The hot first day of York County's annual Made in America Tours Event, which runs through Saturday, was a success for the candy company.
One of more than 20 area businesses participating in the tours, Wolfgang is also one of the most popular. By noon, it was on track to break last year's record of about 800 tour-goers during the four-day event.
In addition to the tempting smells, guests watched as molten chocolate was poured over the little candies.
Managing partner Mike Schmid said trending data of sales at the factory store show spikes in sales of whichever candy is being made during tours.
"I think it's cause and effect," he said.
Intimate tour: Schmid said he suspects the Wolfgang tours are popular because they're so intimate. There are no velvet ropes or bright orange lines behind which the tourists must stay.
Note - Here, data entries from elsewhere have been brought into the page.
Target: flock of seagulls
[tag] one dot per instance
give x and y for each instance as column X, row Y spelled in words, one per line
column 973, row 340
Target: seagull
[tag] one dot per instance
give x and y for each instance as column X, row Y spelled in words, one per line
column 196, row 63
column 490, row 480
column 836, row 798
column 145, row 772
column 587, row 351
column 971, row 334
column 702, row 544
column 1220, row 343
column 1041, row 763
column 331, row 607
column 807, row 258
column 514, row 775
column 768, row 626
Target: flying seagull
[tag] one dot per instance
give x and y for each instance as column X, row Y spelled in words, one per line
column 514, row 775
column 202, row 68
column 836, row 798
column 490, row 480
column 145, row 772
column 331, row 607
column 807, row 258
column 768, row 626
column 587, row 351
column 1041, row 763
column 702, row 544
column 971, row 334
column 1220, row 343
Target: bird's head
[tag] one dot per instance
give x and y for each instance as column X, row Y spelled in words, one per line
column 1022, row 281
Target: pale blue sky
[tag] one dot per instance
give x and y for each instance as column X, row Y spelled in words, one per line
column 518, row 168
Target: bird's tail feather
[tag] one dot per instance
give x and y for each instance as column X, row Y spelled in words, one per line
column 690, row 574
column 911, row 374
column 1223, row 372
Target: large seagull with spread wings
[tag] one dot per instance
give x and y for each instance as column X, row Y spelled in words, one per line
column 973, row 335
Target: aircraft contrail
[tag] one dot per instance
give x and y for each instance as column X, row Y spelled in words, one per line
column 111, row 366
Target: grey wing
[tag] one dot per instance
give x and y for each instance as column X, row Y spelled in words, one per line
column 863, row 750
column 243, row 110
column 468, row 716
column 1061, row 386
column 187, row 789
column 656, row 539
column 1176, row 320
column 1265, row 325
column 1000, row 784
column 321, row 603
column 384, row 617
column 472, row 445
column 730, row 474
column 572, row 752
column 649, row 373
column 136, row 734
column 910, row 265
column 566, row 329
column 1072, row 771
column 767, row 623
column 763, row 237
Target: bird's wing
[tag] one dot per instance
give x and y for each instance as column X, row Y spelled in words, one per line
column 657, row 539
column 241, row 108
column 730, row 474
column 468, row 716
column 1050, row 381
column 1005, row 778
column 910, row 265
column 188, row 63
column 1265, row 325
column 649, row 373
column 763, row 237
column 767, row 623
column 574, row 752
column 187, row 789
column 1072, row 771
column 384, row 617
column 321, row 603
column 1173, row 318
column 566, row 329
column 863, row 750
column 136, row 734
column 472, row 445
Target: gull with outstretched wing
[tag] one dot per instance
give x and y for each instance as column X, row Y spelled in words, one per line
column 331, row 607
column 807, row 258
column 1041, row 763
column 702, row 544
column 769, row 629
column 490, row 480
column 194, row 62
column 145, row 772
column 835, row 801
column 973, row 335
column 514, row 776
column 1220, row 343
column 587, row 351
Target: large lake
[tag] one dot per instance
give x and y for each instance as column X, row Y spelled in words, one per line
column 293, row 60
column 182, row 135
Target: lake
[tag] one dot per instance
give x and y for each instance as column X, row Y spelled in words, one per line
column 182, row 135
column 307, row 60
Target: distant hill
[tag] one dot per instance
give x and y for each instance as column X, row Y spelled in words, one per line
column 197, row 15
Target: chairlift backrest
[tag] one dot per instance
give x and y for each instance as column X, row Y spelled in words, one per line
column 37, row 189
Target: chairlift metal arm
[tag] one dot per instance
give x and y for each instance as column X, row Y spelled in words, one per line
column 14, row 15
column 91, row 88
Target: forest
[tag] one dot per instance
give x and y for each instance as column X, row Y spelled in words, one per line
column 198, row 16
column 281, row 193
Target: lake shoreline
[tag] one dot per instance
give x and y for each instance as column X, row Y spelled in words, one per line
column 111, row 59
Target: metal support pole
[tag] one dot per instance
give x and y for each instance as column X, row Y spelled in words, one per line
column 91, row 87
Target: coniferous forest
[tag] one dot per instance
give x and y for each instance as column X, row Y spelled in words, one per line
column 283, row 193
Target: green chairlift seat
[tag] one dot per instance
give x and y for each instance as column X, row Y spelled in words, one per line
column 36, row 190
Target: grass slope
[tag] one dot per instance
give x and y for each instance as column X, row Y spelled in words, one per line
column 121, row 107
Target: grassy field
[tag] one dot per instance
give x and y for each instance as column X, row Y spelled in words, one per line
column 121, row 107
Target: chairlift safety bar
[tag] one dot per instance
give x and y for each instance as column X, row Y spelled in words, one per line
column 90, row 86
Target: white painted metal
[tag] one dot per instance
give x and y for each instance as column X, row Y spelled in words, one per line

"You can even talk to the workers if you want to," he said. "And the fact that it's chocolate doesn't hurt."
Tour guide Abby Troshak, 17, of North York, said most people ask about two things: the smells and the second-quality products.
They wonder if she gets tired of smelling chocolate, and she tells them she does not.
They ask what happens to the candies that come out a little imperfect. Considered second quality, slightly imperfect candies are sent to the factory store and sold at a discount, she said.
It seemed like a real shame. On Wednesday, one of the little peanut butter eggs at the end an assembly line was sent to the rejection bin because it was coated in too much chocolate.
But candies that are beyond edible, such as those that fall to the floor, are packaged and sold to area hog farmers, she said.
"That's why the pigs are so big in York County," she said.
Elsewhere: The welcoming smell is a little different at Perrydell Farms dairy farm in York Township, where Ann Elicker of West York headed after the Wolfgang tour with her two children and some family from Shippensburg.
She was planning to hit several of the factories on Wednesday, to embrace local businesses and learn about the production and manufacturing process behind their products.
"It's a good outing for all of the kids," Elicker said. "It's good for them to learn about where they live."
At the dairy, the children were able to see the dairy cows and the milk bottling operation. In the afternoon, people can watch automated cow milking. The biggest attraction for Elicker's children, though, were the calves.
People are invited to pet the young calves, one of which seemed to be an indiscriminate sucker of little fingers.
The tours, organized by the York County Convention & Visitors Bureau, give people a chance to see some factories that are closed to the public for the rest of the year, said Alison Smolinski, spokeswoman.
In addition to the learning experience, the tours are economical because admission is free at most locations, she said.